Page 429 -
P. 429
420 CHAPTER 14 Online and ubiquitous HCI research
GOOGLE FLU
The history of Google's flu trend analysis tools (https://www.google.org/
flutrends/about/) illustrates some of the potential value—and some of the
pitfalls—in examining search data. Google's team analyzed a large corpus of
search queries combined with geographical information identifying the location
from which each query was issued.

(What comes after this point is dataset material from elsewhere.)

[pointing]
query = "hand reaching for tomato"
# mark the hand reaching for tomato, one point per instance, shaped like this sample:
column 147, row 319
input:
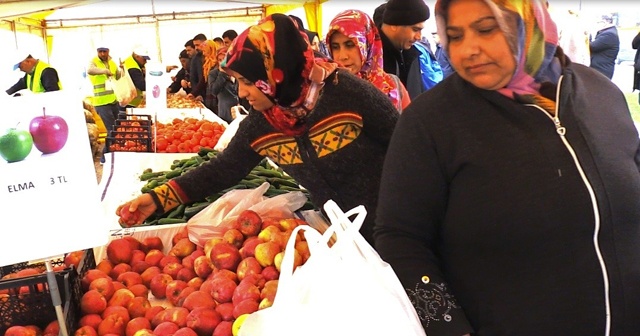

Noting a strong correlation between flu-
related queries and clinicians' visits potentially related to flu, they were able
to accurately predict which regions in the United States were experiencing flu
outbreaks (Ginsberg et al., 2009). The excitement generated by these results was
soon tempered by further experience demonstrating the trickiness of relating
web search activity to online reality. A 2011 investigation of the performance
of Google Flu Trends during the 2009 H1N1 influenza pandemic found that
search behavior changed during the pandemic, as users searched for terms
for influenza and related complications (Cook et al., 2011), and the estimates
for the 2013 flu season varied radically from those issued by the Centers for
Disease Control (Butler, 2013). A 2014 commentary reviewed related results
and suggested that search data might be most useful when combined with
other existing data sources (Lazer et al., 2014). This commentary also raised
an important concern relevant to other studies of web search trends: as search
engines are based on proprietary algorithms subject to regular revision, results
may not be reliable or replicable (Lazer et al., 2014). Unsurprisingly, the
exploration of twitter data for tracking flu epidemics has also been an area of
active research (Allen et al., 2016; Santillana et al., 2015).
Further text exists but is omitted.